Pese a su brevedad,
El perseguidor de la luz, primera novela de Yuri Soria-Galvarro (Cochabamba, 1968), es un texto multifacético, misceláneo y quizá desmedidamente ambicioso. Desde el punto de vista cronológico, el autor se desplaza a lo largo de tres a cuatro décadas, centradas en el período anterior y posterior a la dictadura militar chilena; con respecto a los actores que participan en la trama, tenemos, por lo menos, un par de docenas que entran de improviso, sin carta de presentación, para quedarse o bien hacerse humo dejándonos en el aire en lo relativo a su participación; en cuanto a los temas, también hay muchos y Soria-Galvarro exhibe una formación cultural seria, profunda y sobre todo, diversificada, que nos interna en asuntos tales como la navegación a vela, la fotografía (de ahí el título del libro), determinada actividad política insurreccional, la comida y sus variedades o la falta de ella, o sea, el hambre y otros tópicos más bien recónditos. Con todo, lo más llamativo de
El perseguidor… es el inmenso, extenso, vastísimo espacio geográfico que abarca: Puerto Montt, Concepción, Santiago, Algarrobo, Puerto Natales y otras localidades chilenas, para, desde allí, saltar a Ciudad del Cabo, Namibia, Barcelona, Capri, Birmania, México, Alemania y hasta…¡Arabia Saudita! Y solo hemos enumerado lugares que, evidentemente, llaman la atención, puesto que son tantos, que resulta fácil perder la brújula en este maremágnum planetario.

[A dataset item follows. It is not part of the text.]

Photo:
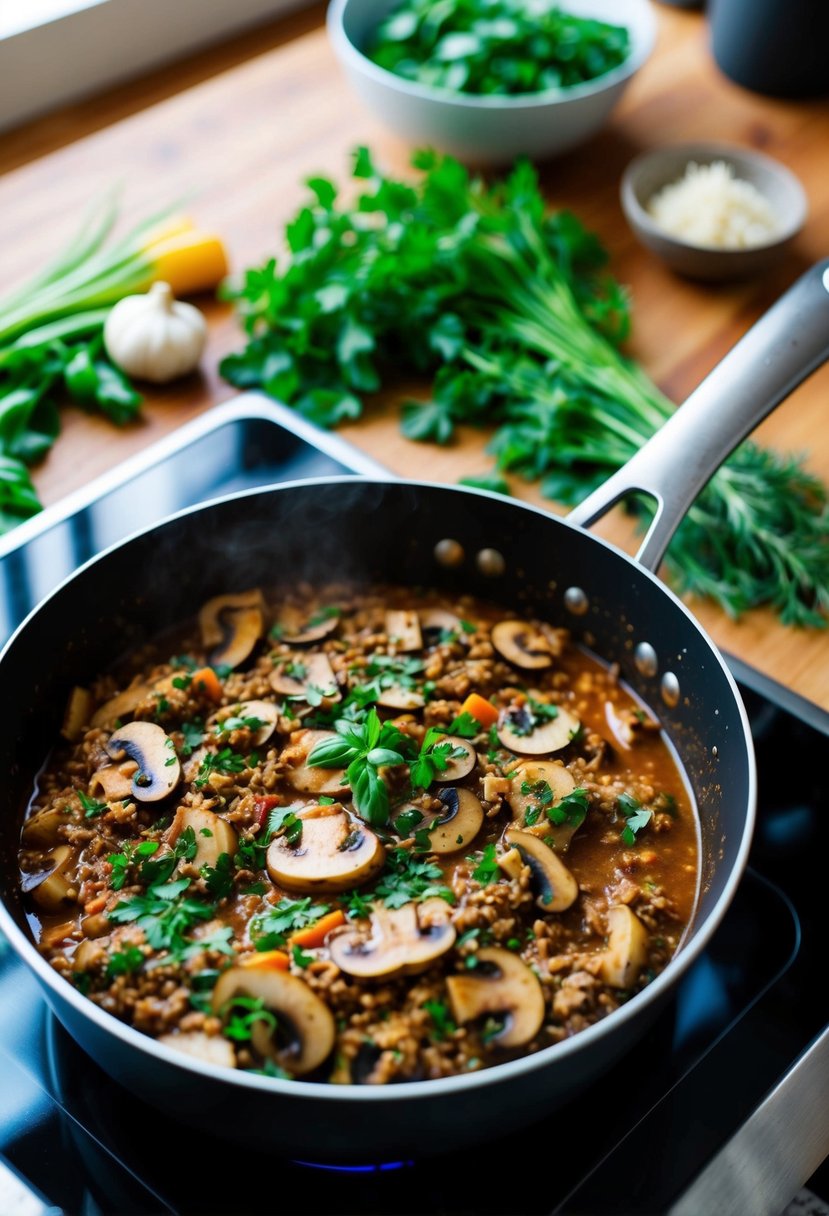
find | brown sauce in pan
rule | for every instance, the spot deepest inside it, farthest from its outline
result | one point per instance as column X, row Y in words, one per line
column 435, row 894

Este aspecto, digamos, cosmopolita, juega a favor y en contra de
El perseguidor… Siempre es atractivo viajar por los cuatro puntos cardinales y a nadie puede molestarle aterrizar en Riad, Windhoek en Namibia, o Naipyidó, capital de Birmania. Sin embargo, en una obra que, como lo dijimos, es corta, parece inevitable caer en la tarjeta postal al describir, muy sumariamente, sitios exóticos y fuera del alcance del común de los mortales. Osvaldo, el protagonista, tal vez alter ego de Soria-Galvarro, narra, en primera persona, su excepcional peripecia vital por Chile y el resto del orbe y lo hace en forma sencilla, liviana, a ratos chispeante, a ratos acercándose peligrosamente al lugar común. Su familia está compuesta por Papá, Mamá, Laura, su hermana, y tía Mariela, al parecer de ideas derechistas, puesto que apoyó el golpe de 1973; esto no impide que sea muy generosa, muy abierta, muy tierna.

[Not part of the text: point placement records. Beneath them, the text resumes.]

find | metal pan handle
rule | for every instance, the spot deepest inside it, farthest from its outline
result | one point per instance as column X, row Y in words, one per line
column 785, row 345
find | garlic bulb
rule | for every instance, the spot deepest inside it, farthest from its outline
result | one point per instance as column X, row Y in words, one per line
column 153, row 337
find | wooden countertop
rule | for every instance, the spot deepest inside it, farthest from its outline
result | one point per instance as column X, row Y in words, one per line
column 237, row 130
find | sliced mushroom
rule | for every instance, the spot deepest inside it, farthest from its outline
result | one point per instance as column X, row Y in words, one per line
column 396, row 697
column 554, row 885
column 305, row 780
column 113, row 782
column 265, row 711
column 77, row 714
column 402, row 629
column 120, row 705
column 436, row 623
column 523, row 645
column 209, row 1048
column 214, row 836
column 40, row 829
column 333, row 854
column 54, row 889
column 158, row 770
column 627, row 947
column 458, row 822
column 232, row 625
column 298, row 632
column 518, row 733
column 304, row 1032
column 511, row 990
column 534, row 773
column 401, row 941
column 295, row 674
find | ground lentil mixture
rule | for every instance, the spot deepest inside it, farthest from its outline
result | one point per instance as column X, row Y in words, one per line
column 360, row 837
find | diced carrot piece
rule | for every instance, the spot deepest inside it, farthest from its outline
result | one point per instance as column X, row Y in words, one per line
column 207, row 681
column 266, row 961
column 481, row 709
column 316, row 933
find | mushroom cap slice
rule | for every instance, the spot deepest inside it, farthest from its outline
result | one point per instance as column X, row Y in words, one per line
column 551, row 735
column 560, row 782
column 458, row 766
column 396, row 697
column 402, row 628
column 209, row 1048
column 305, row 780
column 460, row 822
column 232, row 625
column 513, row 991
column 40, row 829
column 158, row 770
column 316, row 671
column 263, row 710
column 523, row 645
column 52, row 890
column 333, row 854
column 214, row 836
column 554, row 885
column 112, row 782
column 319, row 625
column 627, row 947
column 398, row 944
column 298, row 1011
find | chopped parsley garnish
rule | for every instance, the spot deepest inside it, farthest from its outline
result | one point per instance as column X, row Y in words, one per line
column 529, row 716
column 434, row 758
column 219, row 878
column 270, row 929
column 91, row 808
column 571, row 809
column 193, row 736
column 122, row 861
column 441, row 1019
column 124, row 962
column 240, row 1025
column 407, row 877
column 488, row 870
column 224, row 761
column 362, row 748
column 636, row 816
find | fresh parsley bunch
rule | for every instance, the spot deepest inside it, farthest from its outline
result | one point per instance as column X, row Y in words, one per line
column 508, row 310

El perseguidor… sigue la trayectoria de Osvaldo desde niño a la edad madura, cuando, tras incontables episodios, finalmente ha sentado cabeza y se une a la catalana Elena, con quien espera un hijo.
En una intriga tan promiscua, heterogénea, atiborrada, cuesta hallar el o los pasajes principales, en particular debido a que Soria-Galvarro brinca en el tiempo y en el espacio sin cesar. Por más que se trate de borradores, el retrato de la infancia, la playa, Ana Paula, primer amor de Osvaldo, se ve logrado, simpático. En Concepción, junto al chico Zúñiga, el héroe apenas traga bocado y comparte numerosas y picarescas pellejerías, enfrentando el peligro que en aquel tiempo, significaba estar en la oposición. Milita, junto a Tere, su enamorada de entonces y unos cuantos más, en una organización armada que persigue derrocar al gobierno militar. Aquí como en diversos tramos de
El perseguidor… el lenguaje juega malas pasadas al prosista y es frecuente el empleo de la jerga política combativa: la pobla, la repre, el Frente (ya sabemos cuál, si bien Osvaldo es miembro de otro movimiento). Cuando viaja al reino saudita, lo hace en compañía de un yanqui desalmado que, desde luego, es agente de la CIA; esto prueba que es harto caído del catre. O en Barcelona es frecuente el desborde lírico imprevisto. Ya declaramos que Soria-Galvarro muestra preparación, aun cuando durante la travesía en yate a Sudáfrica, al servicio de Clermont, usa palabras náuticas tan raras como spinnaker, mosquetón, carlinga, cirripedios y otras incomprensibles. Algo similar sucede con los fotograbados que se prestan para un vocabulario de especialistas, lo cual es aplicable al héroe, pero no al lector que poca o ninguna idea tiene acerca de este oficio.
El perseguidor… es dicho con todo respeto, un buen paso inicial y debe juzgarse con los parámetros que son aptos para esta clase de relatos. Inevitablemente es problemático, a lo mejor ingenuo, carece de personajes, abundan los meros nombres y ostenta tropiezos. Con todo, Soria-Galvarro construye una historia valiosa, atrayente gracias a su imperfección, desenvuelta por la naturalidad con que está concebida, graciosa casi siempre y claro, novedosa.